- Tate Modern
- Until 17th October, 2021
- £16 (Students £14)
We’ve all seen her work. The quintessential Dada Head and the photograph (inset) destined forever to hang on the walls of trendy coffee houses and the homes of wannabe art connoisseurs studying at the Royal College of Art. Sophie Taeuber-Arp – the face behind the head and one of the leading figures of the early 20th century Dada movement - is perhaps lesser known. Pictured here, Taebuer-Arp is both figuratively hidden behind the Dada head and literally obscured by history’s preference for familiar tastes and (male) artists.
Born in Davos, Switzerland in 1889, Taeuber-Arp dabbled in everything from dance, sculpture, textiles, painting, jewellery, architecture, and furniture. Trained initially in textiles, workshops and later in modern dance, Taeuber-Arp revelled in the unconventional from the very beginning. The Dada Head, one of her early and most famous work speaks to this–resembling a lathe turned hat stand – it remains an almost comical abstraction of a human portrait captured unequivocally in the plane of an industrial tool. In time she established herself as a leading modern artist of the early 20th century. And as the first world war drew to a close, Taeuber-Arp's non-conformism found alignment with the Dadaist, a collection of artists who revelled in the radical and the abstract, part of a movement that emerged as a rebellion against all that lead to the horrors of the world war.
The comprehensive exhibition lays bare her repertoire with a carefully curated series of exhibits that expound her versatility not just with medium but also with evolving styles. The exhibition captures everything; From her work in textiles to her experimentation with house furniture; From three dimensional reliefs that look like futuristic jigsaw pieces to her lathe turned Dada heads; From her modern dance escapades to mini-puppets and set-design work for plays.
These lines and curves weave and interweave... creating and leaving behind patches of entrapped bright shades before ending abruptly at an apex.
Almost poetically the exhibition is bookended by contrasting styles: beginning with her experimentations with grids and rectangular spaces; to the closing section of the exhibition which focusses on her exploration of geometrical abstraction — filled with sharp lines and patterns, evoking some sort of unbridled spirit in each stroke that is almost in abject contrast to the rigidity of the earlier grid work! These lines and curves weave and interweave almost like her work on patterns in textiles, creating and leaving behind patches of entrapped bright shades before ending abruptly at an apex. The result in both types of work is an intricate mosaic of colours and shapes that continues to push the boundaries of abstraction in art.
In between these two sections, we see sprouts of her genius in other avenues, from the architectural design of her house to designs for textiles and necklaces.
Perhaps no other work captures the ingenuity of the artist as her marvellous work on marionettes from 1918. Commissioned to produce the set design and puppets for the play “König Hirsch” (The King Stag) by Carlo Gozzi, Taeuber-Arp masterfully applied clean geometrical shapes, bright colours, and considerate use of sharp edges to render her version of playful three-dimensional Cubism.

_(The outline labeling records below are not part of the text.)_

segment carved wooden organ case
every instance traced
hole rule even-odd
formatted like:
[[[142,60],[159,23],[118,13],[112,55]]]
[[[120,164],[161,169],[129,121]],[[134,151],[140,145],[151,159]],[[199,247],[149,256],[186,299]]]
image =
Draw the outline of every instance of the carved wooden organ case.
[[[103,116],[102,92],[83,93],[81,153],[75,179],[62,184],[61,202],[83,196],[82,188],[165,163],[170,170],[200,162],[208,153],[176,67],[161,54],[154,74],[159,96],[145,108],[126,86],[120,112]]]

While these are certainly highlights, the exhibition puts it best foot forward in contextualising and appreciating the work within. There is an ever-present danger in curating an exhibition featuring (pretty much) the entire repertoire of an abstract artist. Sketches and thematic works can shine a spotlight on the artistic process unlike any single piece of work ever can. These can be used masterfully to cast an incisive perspective into the evolution of an artist’s work; or it can come across as nothing more than a collection of exhibits with no story — thrown together and tied loosely, if at all, by only the association in name. Whilst the exhibition does certain sections well (particularly those covering her textile work), it is undeniable that whilst covering some themes, this exhibition at the Tate Modern veers into the disorganised and self-indulged. Perhaps it’s a little unkind to the modern art exhibition (particularly one of this scale) to expect more than what some exhibits have to offer themselves. After all, what can one do when most sketches are labelled perfunctorily as "Grid Patterns" and "Vertical-Horizontal Composition"? That being said, in an exhibition brimming with novelty and story, to labour this point would be to miss the forest for these (very) few trees.
Sophie Taeuber-Arp died, somewhat trivially, having evaded the Nazis and death during the war, due to an accidental case of carbon monoxide poisoning in Switzerland in 1943. Versatile and path-breaking, it is indeed a mystery how her work has evaded mainstream exhibition in the UK until now. This latest co-ordinated travelling exhibition (organised by the Kunst Museum Basel, Tate Modern and the Museum of Modern Art, New York) has finally brought the artist’s work to the UK until the 17th of October 2021. To miss it would be criminal!